Le Musée McCord frappe un grand coup pour célébrer le 150e anniversaire de la Confédération canadienne et le 375e de Montréal avec une exposition monographique sur William Notman (1826-1891), mettant en valeur le plus impressionnant fonds photographique de l’histoire canadienne.

L’exposition Notman, photographe visionnaire se décline en quatre thèmes qui dévoilent le génie de l’homme et l’excellence de son travail. En trame de fond, on y lit la naissance d’un pays assujetti à la Couronne britannique, un patriotisme canadien avéré et un tableau très élaboré de la société canadienne-anglaise de Montréal au XIXe siècle.

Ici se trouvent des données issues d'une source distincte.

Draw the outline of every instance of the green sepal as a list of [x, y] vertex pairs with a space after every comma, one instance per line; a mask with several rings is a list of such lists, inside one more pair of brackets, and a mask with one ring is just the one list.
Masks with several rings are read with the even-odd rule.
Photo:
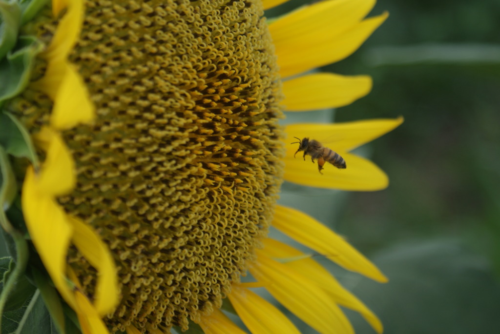
[[[2, 126], [0, 125], [0, 128]], [[9, 232], [6, 226], [7, 218], [5, 211], [10, 207], [18, 195], [18, 184], [12, 171], [7, 152], [0, 146], [0, 225]]]
[[[8, 269], [4, 273], [2, 282], [6, 282], [8, 280], [9, 276], [12, 274], [16, 266], [14, 259], [11, 258], [10, 260]], [[2, 266], [2, 270], [3, 269], [4, 266]], [[0, 292], [2, 290], [3, 286], [2, 289], [0, 289]], [[31, 299], [36, 290], [36, 288], [28, 281], [24, 275], [20, 276], [8, 295], [4, 309], [4, 312], [14, 311], [22, 307], [26, 301], [29, 301]]]
[[32, 272], [35, 284], [40, 291], [40, 294], [52, 317], [54, 325], [60, 334], [66, 334], [62, 302], [57, 291], [52, 285], [50, 279], [48, 275], [44, 275], [36, 268], [33, 268]]
[[0, 59], [16, 45], [21, 22], [21, 8], [16, 0], [0, 0]]
[[12, 114], [6, 111], [0, 114], [0, 145], [9, 154], [27, 158], [36, 169], [38, 168], [38, 156], [28, 130]]
[[21, 25], [33, 19], [43, 7], [48, 4], [49, 0], [21, 0]]
[[3, 59], [0, 58], [0, 107], [26, 88], [35, 57], [43, 47], [43, 44], [34, 37], [22, 36], [19, 37], [14, 49]]

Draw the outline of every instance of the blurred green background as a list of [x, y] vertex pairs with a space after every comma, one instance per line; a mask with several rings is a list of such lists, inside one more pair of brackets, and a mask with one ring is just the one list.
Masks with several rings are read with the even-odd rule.
[[[287, 184], [282, 203], [345, 236], [388, 277], [380, 285], [321, 261], [386, 334], [498, 333], [500, 1], [380, 0], [370, 15], [386, 10], [358, 51], [322, 70], [374, 79], [370, 94], [338, 109], [336, 121], [404, 117], [359, 151], [390, 185], [348, 193]], [[348, 313], [358, 334], [375, 333]]]

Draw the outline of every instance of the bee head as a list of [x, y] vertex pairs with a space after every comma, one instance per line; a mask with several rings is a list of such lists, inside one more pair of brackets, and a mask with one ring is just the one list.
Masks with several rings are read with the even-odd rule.
[[[296, 154], [297, 153], [300, 152], [300, 151], [304, 151], [304, 150], [306, 150], [306, 149], [308, 147], [308, 145], [309, 144], [309, 138], [308, 137], [306, 137], [303, 139], [302, 139], [302, 140], [300, 140], [299, 138], [297, 138], [296, 137], [294, 137], [294, 138], [298, 140], [298, 141], [296, 141], [293, 143], [292, 143], [292, 144], [297, 144], [297, 143], [298, 144], [298, 149], [297, 150], [297, 152], [295, 152], [295, 154]], [[294, 154], [294, 158], [295, 157], [295, 154]]]

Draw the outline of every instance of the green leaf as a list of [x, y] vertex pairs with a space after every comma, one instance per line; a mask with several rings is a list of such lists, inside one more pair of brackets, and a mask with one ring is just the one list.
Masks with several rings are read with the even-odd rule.
[[58, 334], [39, 290], [34, 295], [14, 332], [14, 334], [32, 333]]
[[21, 0], [21, 25], [33, 19], [42, 8], [47, 5], [49, 0]]
[[64, 314], [59, 294], [48, 275], [44, 275], [36, 268], [33, 269], [32, 273], [35, 283], [40, 290], [54, 324], [60, 334], [66, 334]]
[[[3, 213], [3, 211], [2, 211]], [[10, 225], [10, 224], [9, 224]], [[18, 283], [22, 280], [28, 261], [28, 248], [26, 240], [18, 231], [12, 229], [9, 231], [10, 236], [16, 243], [16, 261], [12, 268], [14, 262], [10, 264], [10, 268], [6, 272], [3, 278], [3, 289], [0, 294], [0, 315], [4, 314], [9, 297], [16, 292]], [[22, 293], [21, 294], [22, 296]], [[0, 318], [0, 329], [2, 328], [4, 317]], [[3, 332], [2, 332], [3, 333]]]
[[17, 118], [6, 111], [0, 114], [0, 145], [9, 154], [28, 158], [38, 168], [38, 157], [30, 134]]
[[27, 301], [22, 307], [15, 311], [4, 312], [2, 315], [2, 334], [10, 334], [16, 332], [30, 301], [30, 300]]
[[[12, 274], [15, 267], [14, 260], [11, 260], [9, 264], [8, 270], [4, 273], [2, 282], [6, 282], [9, 277]], [[3, 290], [3, 285], [0, 289], [0, 293]], [[24, 275], [20, 276], [16, 281], [16, 284], [8, 294], [4, 310], [14, 311], [20, 308], [26, 301], [29, 301], [36, 290], [32, 284], [26, 278]]]
[[6, 57], [0, 58], [0, 107], [4, 102], [18, 95], [30, 82], [35, 57], [43, 49], [43, 45], [35, 37], [22, 36], [14, 50]]
[[21, 8], [15, 0], [0, 0], [0, 59], [16, 45], [21, 20]]

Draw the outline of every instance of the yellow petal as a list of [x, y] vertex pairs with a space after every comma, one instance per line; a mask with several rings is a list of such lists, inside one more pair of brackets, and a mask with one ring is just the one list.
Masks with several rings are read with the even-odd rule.
[[372, 78], [366, 75], [346, 76], [320, 73], [304, 75], [283, 82], [286, 111], [337, 108], [368, 94]]
[[375, 0], [317, 1], [279, 17], [269, 25], [269, 31], [278, 47], [292, 39], [331, 38], [360, 22], [374, 4]]
[[272, 282], [266, 288], [282, 305], [320, 333], [354, 333], [342, 310], [322, 289], [262, 251], [256, 253], [257, 260], [249, 271], [258, 281]]
[[288, 0], [262, 0], [262, 4], [264, 6], [264, 9], [268, 9], [270, 8], [276, 7], [283, 2], [286, 2]]
[[68, 217], [74, 228], [73, 243], [98, 272], [94, 296], [98, 313], [111, 312], [118, 302], [116, 270], [114, 262], [104, 243], [90, 226], [73, 217]]
[[346, 160], [347, 167], [338, 169], [327, 163], [322, 174], [318, 171], [318, 162], [312, 163], [310, 157], [308, 156], [304, 161], [300, 153], [296, 158], [293, 154], [285, 157], [284, 178], [286, 181], [310, 187], [352, 191], [380, 190], [389, 184], [383, 171], [372, 161], [357, 155], [338, 151]]
[[[304, 255], [302, 252], [277, 240], [266, 238], [263, 243], [263, 250], [270, 258], [293, 259]], [[310, 258], [306, 258], [286, 262], [284, 264], [296, 272], [302, 273], [318, 287], [329, 292], [336, 303], [359, 312], [378, 333], [382, 333], [382, 323], [376, 316], [356, 296], [344, 289], [327, 270], [316, 261]]]
[[74, 309], [74, 297], [66, 280], [66, 254], [72, 233], [62, 208], [40, 191], [38, 176], [28, 168], [22, 185], [22, 213], [30, 236], [54, 285]]
[[59, 21], [50, 44], [40, 56], [52, 62], [64, 60], [78, 39], [82, 30], [84, 12], [83, 0], [52, 1], [54, 16], [68, 7], [66, 13]]
[[36, 136], [46, 150], [46, 157], [38, 176], [38, 186], [47, 196], [62, 195], [73, 189], [76, 182], [74, 161], [60, 135], [43, 128]]
[[252, 334], [300, 334], [288, 318], [262, 297], [238, 286], [232, 289], [228, 298]]
[[[398, 126], [402, 117], [392, 119], [368, 119], [332, 124], [300, 123], [287, 125], [287, 138], [305, 137], [319, 141], [336, 150], [350, 151], [372, 141]], [[290, 141], [292, 141], [292, 140]], [[297, 146], [287, 146], [287, 154], [297, 150]]]
[[50, 124], [66, 129], [94, 119], [94, 108], [86, 87], [74, 66], [66, 63], [64, 74], [54, 98]]
[[88, 91], [76, 67], [67, 61], [51, 63], [46, 75], [31, 86], [46, 94], [54, 101], [50, 125], [66, 129], [95, 117], [95, 108]]
[[298, 210], [276, 206], [272, 225], [348, 270], [378, 282], [387, 282], [378, 268], [342, 237]]
[[200, 326], [205, 334], [245, 334], [219, 310], [210, 316], [203, 316]]
[[358, 49], [388, 16], [387, 13], [384, 13], [368, 18], [334, 36], [332, 36], [333, 33], [320, 30], [316, 31], [316, 34], [303, 34], [300, 32], [300, 28], [298, 27], [294, 32], [297, 34], [295, 37], [284, 40], [282, 42], [275, 42], [282, 77], [302, 73], [348, 57]]
[[75, 292], [75, 310], [83, 334], [109, 334], [108, 328], [88, 299], [80, 291]]

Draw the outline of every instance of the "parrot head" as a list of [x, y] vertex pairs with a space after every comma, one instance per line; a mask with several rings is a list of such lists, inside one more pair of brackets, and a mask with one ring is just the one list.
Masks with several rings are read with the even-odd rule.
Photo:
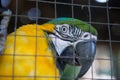
[[43, 25], [51, 38], [59, 67], [64, 70], [66, 64], [82, 66], [79, 76], [83, 76], [94, 60], [96, 29], [74, 18], [57, 18]]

La première section de l’exposition permet d’apprécier un trait de caractère de William Notman, qui le place d’emblée parmi les esprits créatifs et visionnaires. Après la faillite du commerce familial dans son Écosse natale, il immigre à Montréal avec sa famille. Auparavant, il avait pratiqué en amateur la photographie, technique de production d’images inventée depuis peu de temps. Fort de ce savoir-faire, il a l’idée de lancer le tout premier studio de photographie du Nouveau Monde des colonies britanniques d’Amérique du Nord.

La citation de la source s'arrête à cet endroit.